Sorry for delay. It is better for you to open JIRA ticket next time.

It could be very different reasons. Mostly network lags between PBM Agent and direct mongod or configsvr primary mongod, or even PBM Agent and storage. Or logical bug in flow.

As a result, shard2ReplSet didn’t send a heartbeat in time (in 30 secs). I do not see the completed snapshot dump for shard1ReplSet from the logs also.

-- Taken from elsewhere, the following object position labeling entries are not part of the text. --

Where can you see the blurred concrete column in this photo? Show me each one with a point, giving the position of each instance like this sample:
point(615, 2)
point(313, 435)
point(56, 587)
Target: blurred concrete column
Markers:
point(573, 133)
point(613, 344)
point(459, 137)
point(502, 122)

In v2.0 we changed backup format. In v1.x we store snapshot as a single file. Since v2.0, it splits each collection into a separate file. It allows backup (upload) and restore (download) snapshots concurrently. For each collection, a separate connection is opened. Also, now it is possible to run Selective Backup faster (download only needed collections. not whole snapshot file)

I suggest reviewing logs and backup meta (has heartbeats for each agent) of the failed backup. It could be the snapshot dump done later after the heartbeat timeout. Or you will see the actual reason why it failed.